What should be played instead? It’s a challenge, because quality standards are elusive when it comes to music. But we can stipulate this: Anything played in a drugstore in the last 10 years is off limits.

And listen up, CVS: easy on the Supertramp.

CREDIT CARD MAIL Credit card companies should be barred from using the phrase “Important Account Information” on mailings — unless, of course, the mailing actually contains important account information. Usually, it does not. Usually, it’s a come-on luring consumers into ever-deeper levels of debt.

But not always. Every once in a while, card companies send information that you actually ought to read — terms-of-service changes, for instance. Either banks are hoping that you’ll open all your “Important Account Information” mail and sign up for something or they’re hoping that you ignore it entirely and miss out on genuine news.

Let’s make this simple: If a credit card company is offering any new product — even if it merely “enhances” a card you’re already using — the envelope must be stamped with the words “Irrelevant Account Information.” Or “Feel Free to Toss This.” Or, better yet: “You Know How So Many Americans Are Buried Under Bills and Pay Staggering Sums in Interest and Penalties? Well, We’d Like You to Join Them. See Inside.”

SHUSHING MESSAGES AT CINEMAS We need to rethink the messages at movie theaters beseeching silence during films. Far too often, these use levity to make their point. Hey, it’s the local morning-zoo D.J.’s, hamming it up as they urge you not to be “that guy” — the person prattling on when the lights go down. Or it’s a cartoon. Or it’s a sign in a goofy font, with calliope music.

The problem with using humor in the shush message is that it undermines the gravity of the blabbing issue in movie theaters. Which is a national crisis, frankly. It also makes the message a part of the aural wallpaper of previews and advertisements, giving license to yammer during the shush message itself. Yes, it happens. The Haggler witnessed this phenomenon once and will go to his grave with the horrific memory of two people nattering over a plea for quiet.

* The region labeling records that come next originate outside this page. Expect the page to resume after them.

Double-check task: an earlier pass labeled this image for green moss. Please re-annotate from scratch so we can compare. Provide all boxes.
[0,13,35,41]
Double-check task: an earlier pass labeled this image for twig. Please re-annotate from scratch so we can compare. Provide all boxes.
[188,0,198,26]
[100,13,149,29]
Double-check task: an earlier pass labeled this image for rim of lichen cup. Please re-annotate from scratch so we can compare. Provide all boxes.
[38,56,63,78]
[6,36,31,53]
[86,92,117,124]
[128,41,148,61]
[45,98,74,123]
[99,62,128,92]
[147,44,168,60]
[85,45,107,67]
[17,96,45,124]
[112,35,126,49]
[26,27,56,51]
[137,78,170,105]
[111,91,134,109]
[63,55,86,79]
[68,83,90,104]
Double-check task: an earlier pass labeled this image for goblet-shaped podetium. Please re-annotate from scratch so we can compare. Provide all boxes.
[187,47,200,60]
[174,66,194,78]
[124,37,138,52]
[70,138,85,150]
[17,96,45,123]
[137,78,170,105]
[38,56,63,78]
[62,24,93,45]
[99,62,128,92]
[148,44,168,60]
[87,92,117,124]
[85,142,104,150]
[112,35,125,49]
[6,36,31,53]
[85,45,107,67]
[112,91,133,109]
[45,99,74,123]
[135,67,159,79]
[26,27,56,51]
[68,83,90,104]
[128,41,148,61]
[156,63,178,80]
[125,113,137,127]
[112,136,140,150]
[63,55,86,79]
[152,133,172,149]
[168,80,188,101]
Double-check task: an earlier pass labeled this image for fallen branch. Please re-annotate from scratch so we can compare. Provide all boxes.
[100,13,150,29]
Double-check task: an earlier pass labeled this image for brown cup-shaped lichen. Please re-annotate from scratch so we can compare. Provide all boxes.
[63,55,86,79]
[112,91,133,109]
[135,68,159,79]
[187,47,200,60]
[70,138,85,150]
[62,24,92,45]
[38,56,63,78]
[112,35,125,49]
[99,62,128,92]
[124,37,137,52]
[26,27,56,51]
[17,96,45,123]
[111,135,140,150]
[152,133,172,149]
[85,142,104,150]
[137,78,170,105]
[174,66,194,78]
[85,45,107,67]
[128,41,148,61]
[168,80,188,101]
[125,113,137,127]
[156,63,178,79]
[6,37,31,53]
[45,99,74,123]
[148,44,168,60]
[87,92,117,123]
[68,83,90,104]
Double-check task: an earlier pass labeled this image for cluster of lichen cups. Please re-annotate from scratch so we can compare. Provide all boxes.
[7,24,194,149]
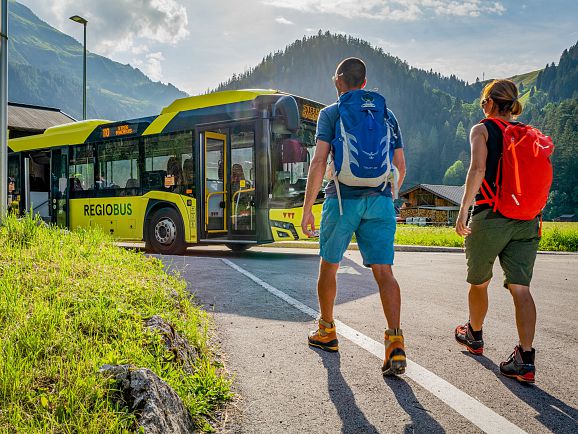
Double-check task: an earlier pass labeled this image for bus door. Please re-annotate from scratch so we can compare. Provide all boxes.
[202,131,229,238]
[50,148,68,228]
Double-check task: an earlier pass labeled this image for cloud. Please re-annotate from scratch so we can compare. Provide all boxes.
[23,0,189,56]
[261,0,506,21]
[134,51,165,81]
[275,17,295,26]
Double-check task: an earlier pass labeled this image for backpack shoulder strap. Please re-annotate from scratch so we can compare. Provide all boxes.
[480,118,510,133]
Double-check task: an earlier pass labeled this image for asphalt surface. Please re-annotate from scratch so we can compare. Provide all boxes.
[163,248,578,433]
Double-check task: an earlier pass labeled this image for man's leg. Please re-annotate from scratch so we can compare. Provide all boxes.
[508,284,536,351]
[317,259,339,323]
[371,264,401,329]
[500,283,536,383]
[468,280,490,332]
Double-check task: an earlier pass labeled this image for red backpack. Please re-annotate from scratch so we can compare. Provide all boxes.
[476,118,554,220]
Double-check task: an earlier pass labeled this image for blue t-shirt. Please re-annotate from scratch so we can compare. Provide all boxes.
[315,98,403,199]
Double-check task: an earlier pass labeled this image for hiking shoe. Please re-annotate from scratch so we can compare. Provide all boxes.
[455,321,484,356]
[381,329,407,376]
[307,318,339,352]
[500,345,536,383]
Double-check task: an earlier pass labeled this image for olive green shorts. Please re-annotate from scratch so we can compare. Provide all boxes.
[465,209,540,288]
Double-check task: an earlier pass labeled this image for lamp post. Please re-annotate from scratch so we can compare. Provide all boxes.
[0,0,8,222]
[70,15,88,120]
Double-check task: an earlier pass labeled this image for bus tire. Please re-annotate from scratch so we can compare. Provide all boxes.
[225,243,251,253]
[146,207,187,255]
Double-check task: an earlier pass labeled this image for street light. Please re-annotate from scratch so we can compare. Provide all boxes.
[70,15,88,120]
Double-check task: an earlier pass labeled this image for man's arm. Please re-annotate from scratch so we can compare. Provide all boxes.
[393,148,406,192]
[456,124,488,236]
[301,140,331,237]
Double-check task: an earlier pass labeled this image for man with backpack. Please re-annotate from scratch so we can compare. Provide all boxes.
[455,80,554,383]
[301,58,406,375]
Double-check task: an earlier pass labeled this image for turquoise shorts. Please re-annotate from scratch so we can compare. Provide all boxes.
[319,195,396,266]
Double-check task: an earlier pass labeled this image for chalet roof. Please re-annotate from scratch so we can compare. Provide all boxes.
[399,184,464,206]
[8,102,75,133]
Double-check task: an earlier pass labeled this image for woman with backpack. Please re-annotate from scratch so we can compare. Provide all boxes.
[455,80,553,383]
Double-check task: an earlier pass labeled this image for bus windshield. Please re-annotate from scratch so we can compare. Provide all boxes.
[270,118,323,208]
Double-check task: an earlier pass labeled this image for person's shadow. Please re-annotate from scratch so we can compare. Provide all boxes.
[315,350,379,434]
[463,351,578,434]
[383,377,445,433]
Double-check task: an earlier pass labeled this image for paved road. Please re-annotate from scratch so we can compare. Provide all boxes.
[159,248,578,433]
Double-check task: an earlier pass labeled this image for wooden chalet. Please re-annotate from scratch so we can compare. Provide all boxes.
[399,184,464,226]
[8,102,76,139]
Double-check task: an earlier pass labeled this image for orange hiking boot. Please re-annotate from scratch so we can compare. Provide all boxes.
[307,318,339,352]
[381,329,407,375]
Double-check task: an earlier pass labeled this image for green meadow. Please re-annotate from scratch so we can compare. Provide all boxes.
[395,222,578,252]
[0,217,231,433]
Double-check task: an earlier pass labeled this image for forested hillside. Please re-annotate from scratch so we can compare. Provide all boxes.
[217,32,578,218]
[8,0,186,120]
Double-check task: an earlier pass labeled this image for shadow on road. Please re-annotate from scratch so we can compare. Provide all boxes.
[314,349,379,434]
[383,377,445,433]
[463,351,578,433]
[162,248,380,322]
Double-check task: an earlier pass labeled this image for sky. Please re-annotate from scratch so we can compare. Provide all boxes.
[15,0,578,94]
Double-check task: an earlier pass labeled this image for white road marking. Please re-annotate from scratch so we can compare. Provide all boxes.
[221,259,525,433]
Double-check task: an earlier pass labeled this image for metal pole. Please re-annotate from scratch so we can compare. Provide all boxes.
[82,22,86,120]
[0,0,8,220]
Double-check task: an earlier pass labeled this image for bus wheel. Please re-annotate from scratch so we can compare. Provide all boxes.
[147,208,187,255]
[225,243,251,253]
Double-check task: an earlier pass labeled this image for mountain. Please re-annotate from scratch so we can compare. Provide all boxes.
[8,0,186,120]
[216,31,578,218]
[217,32,482,184]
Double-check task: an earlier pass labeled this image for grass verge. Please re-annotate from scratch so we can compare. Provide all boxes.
[395,222,578,252]
[294,222,578,252]
[0,216,231,433]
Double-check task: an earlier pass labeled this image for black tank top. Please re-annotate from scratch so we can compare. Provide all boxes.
[472,121,518,215]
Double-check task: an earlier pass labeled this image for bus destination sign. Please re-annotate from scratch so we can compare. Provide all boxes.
[102,124,135,139]
[301,104,321,122]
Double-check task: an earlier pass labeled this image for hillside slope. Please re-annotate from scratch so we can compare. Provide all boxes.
[218,32,482,183]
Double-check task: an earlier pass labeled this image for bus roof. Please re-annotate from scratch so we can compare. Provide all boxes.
[8,89,316,152]
[8,119,111,152]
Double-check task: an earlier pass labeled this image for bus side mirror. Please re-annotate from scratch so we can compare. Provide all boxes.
[272,95,301,133]
[281,139,309,163]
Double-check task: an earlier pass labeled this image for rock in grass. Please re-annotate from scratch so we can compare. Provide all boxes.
[100,365,195,434]
[145,315,198,374]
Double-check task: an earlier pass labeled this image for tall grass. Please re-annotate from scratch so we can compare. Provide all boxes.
[0,216,230,433]
[395,222,578,252]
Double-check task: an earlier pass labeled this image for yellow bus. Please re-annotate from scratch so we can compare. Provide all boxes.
[8,90,323,254]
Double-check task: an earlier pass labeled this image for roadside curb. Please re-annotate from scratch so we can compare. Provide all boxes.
[260,241,464,253]
[259,241,578,256]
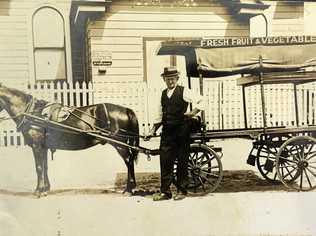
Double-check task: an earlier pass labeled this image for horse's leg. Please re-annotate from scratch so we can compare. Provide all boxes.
[116,147,136,193]
[32,145,49,197]
[32,146,42,195]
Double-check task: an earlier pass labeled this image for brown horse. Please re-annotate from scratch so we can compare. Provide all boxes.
[0,84,139,196]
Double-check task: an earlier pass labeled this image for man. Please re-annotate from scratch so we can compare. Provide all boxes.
[148,67,204,201]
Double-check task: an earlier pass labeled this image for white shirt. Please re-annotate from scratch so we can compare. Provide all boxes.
[154,87,205,123]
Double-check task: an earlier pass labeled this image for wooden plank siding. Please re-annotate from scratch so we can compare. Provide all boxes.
[88,0,249,83]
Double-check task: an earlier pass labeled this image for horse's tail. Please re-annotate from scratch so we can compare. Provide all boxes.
[127,109,139,161]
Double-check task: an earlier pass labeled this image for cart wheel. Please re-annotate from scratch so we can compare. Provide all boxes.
[188,144,223,193]
[256,144,280,184]
[276,136,316,191]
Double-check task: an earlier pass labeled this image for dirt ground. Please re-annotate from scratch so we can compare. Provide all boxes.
[0,140,316,236]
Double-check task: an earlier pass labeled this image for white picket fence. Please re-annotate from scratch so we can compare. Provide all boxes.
[0,79,316,146]
[0,82,94,146]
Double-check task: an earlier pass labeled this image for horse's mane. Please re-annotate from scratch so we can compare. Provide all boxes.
[0,85,33,101]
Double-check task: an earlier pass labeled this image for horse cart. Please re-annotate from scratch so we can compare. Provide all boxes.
[3,36,316,193]
[158,36,316,194]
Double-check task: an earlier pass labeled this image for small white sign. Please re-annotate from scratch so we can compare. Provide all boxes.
[91,50,112,67]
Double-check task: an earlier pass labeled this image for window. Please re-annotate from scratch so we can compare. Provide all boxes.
[32,7,67,81]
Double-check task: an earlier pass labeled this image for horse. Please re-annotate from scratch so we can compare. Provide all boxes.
[0,84,139,197]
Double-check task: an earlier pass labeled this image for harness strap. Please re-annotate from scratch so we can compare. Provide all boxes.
[15,97,36,132]
[103,103,111,128]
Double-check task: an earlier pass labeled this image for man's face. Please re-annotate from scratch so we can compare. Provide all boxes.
[164,75,179,89]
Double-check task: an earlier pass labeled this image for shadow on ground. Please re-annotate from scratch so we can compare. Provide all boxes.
[115,170,288,196]
[0,170,289,198]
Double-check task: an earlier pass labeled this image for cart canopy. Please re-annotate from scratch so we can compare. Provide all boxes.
[158,36,316,77]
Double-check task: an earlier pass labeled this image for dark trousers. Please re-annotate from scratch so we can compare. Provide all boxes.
[160,123,190,196]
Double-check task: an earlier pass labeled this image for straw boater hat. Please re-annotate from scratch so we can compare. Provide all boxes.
[161,66,180,77]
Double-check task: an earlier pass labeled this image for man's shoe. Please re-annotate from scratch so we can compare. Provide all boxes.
[173,192,187,201]
[153,193,171,201]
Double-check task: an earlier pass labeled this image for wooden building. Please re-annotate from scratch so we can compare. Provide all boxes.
[0,0,316,84]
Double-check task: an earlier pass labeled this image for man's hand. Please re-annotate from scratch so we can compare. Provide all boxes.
[143,133,154,141]
[184,108,200,118]
[143,123,161,141]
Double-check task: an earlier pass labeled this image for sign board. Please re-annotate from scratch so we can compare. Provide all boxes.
[162,35,316,48]
[91,50,112,67]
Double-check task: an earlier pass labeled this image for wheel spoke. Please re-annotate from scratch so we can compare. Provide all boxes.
[300,170,303,189]
[279,156,297,164]
[279,165,297,168]
[306,144,314,159]
[304,169,313,188]
[273,172,277,180]
[306,167,316,177]
[308,165,316,169]
[283,167,296,179]
[199,173,214,186]
[305,152,316,161]
[198,176,205,192]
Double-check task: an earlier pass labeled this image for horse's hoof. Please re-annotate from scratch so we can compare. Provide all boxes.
[33,191,41,198]
[122,191,133,197]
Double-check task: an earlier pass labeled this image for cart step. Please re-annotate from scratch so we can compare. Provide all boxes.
[247,154,257,166]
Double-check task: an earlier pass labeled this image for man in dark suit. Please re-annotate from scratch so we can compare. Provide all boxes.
[148,67,204,201]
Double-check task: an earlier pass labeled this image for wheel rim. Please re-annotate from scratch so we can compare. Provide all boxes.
[256,145,280,184]
[276,136,316,191]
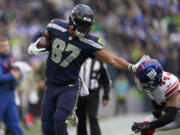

So humor and the shush message should never be combined. Instead, the message should be stern and repetitive, and delivered by a respected authority figure. Bill Clinton, perhaps. Imagine him staring directly into the camera and saying: “My fellow Americans. I’m here to ask you to shut up. Seriously.” Lengthy pause, during which Mr. Clinton stares at the camera, his face ever so slightly tinged with disappointment. “Everyone. Please shut up.” More silence. “This is not a joke. You’re at a movie theater. Other people are trying to listen. Would it kill you to stop talking? Probably not. Let’s see.” Pause. “Shut up.”

Take heed, movie theater chains. This approach will increase your attendance and your profits. No need to share those profits with the Haggler, though. The chastened, muted audiences at the theater will be thanks enough.